From the title, this collected volume of essays sounds like a companion volume to Bruce Ackerman and Anne Alstott's 1999 book, The Stakeholder Society, and it almost is. All of the chapters touch on their proposal in some way, and the book concludes with a chapter by Ackerman replying to some of his critics in the volume. But the editors' opening essay defines Stakeholding more broadly than Ackerman and Alstott, as 'a particular paradigm within social policy that looks to empower individuals by granting them or helping them to acquire assets or a near equivalent guaranteed future stream of income.' Ackerman and Alstott focus on one such policy, basic capital. That is, a lump sum coming of age grant, which is, in their proposal, $80,000 for all high school graduates who aren't convicted of a felony by their 21st birthday. Dowding, De Wispelaere, and White consider two other kinds of Stakeholding proposals, universal basic income (which provides a small, lifetime stream of income) and target asset-building (which subsidizes savings and investment). Ackerman and Alstott's proposal remains the main focus of the book, and the other proposals are discussed largely in relation to the basic capital proposal.
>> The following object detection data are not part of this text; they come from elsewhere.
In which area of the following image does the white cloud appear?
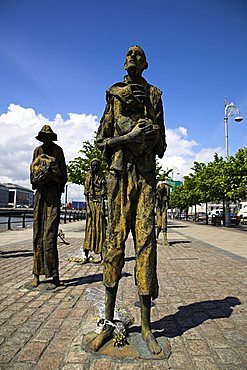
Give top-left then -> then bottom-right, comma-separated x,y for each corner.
0,104 -> 224,201
0,104 -> 98,201
159,127 -> 224,180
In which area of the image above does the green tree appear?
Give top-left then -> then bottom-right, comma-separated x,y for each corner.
67,134 -> 107,185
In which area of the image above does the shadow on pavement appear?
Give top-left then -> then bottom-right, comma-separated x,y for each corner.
61,272 -> 132,286
0,249 -> 33,258
129,297 -> 241,338
167,225 -> 189,229
169,240 -> 191,245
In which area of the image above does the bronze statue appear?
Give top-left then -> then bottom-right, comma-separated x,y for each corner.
156,182 -> 170,245
30,125 -> 67,287
90,46 -> 166,354
84,159 -> 106,263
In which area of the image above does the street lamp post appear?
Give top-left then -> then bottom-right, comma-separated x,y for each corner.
224,96 -> 243,227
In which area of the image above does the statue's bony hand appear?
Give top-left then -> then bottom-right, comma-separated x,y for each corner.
131,84 -> 150,104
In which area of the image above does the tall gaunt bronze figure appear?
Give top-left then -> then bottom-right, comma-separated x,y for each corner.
91,46 -> 166,354
83,159 -> 106,262
30,125 -> 67,287
156,182 -> 170,245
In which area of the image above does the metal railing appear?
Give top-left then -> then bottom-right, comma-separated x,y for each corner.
0,209 -> 86,230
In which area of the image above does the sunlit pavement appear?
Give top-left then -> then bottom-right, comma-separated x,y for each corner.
0,221 -> 247,370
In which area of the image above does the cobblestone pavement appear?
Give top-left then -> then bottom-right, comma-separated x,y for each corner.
0,221 -> 247,370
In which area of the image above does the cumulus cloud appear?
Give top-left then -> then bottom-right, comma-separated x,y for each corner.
0,104 -> 98,201
0,104 -> 223,201
159,127 -> 224,180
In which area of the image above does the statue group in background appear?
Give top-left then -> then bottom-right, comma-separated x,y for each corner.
156,182 -> 170,245
83,159 -> 106,263
30,125 -> 67,287
90,46 -> 169,354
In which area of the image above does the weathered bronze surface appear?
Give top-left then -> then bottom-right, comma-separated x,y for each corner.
30,125 -> 67,287
156,183 -> 170,245
90,46 -> 170,355
84,159 -> 106,257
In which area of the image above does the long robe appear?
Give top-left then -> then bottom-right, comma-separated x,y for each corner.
84,170 -> 106,254
30,143 -> 67,278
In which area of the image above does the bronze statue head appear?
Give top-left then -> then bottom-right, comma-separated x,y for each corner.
124,45 -> 148,75
36,125 -> 57,143
91,158 -> 100,173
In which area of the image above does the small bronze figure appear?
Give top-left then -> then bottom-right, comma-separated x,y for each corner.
84,159 -> 106,262
156,182 -> 170,245
30,125 -> 67,287
90,46 -> 169,354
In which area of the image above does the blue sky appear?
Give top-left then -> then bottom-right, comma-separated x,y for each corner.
0,0 -> 247,199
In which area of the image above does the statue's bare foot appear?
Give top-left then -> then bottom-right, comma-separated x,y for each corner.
142,331 -> 162,355
31,275 -> 39,288
52,276 -> 61,287
88,327 -> 113,352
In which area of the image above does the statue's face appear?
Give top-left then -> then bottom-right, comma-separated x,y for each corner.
91,161 -> 99,173
124,46 -> 147,73
41,134 -> 52,146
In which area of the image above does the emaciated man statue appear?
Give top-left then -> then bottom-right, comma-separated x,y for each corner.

Several chapters put forth Stakeholding proposals. Julian Le Grand and David Nissan discuss the baby bond initiative, a very small basic capital grant, which is since be adopted by the British government. Gavin Kelly, Andrew Gamble, and Will Paxton discuss a proposal for subsidized savings accounts. And Robert E. Goodin discusses an Australian proposal for capital grants to the unemployed. His basic idea is that a person who has been unemployed for a year can propose and investment project to the Department of Social Security. If the Department finds it is feasible, they grant or lend the individual as much as two-years-worth of unemployment benefits to get the project underway. It is a very interesting proposal, but Goodin pays too little attention to the question of whether it will encourage people who might have gone back to work in less than 12 months to stay unemployed for the full year so that they can become eligible for the grant.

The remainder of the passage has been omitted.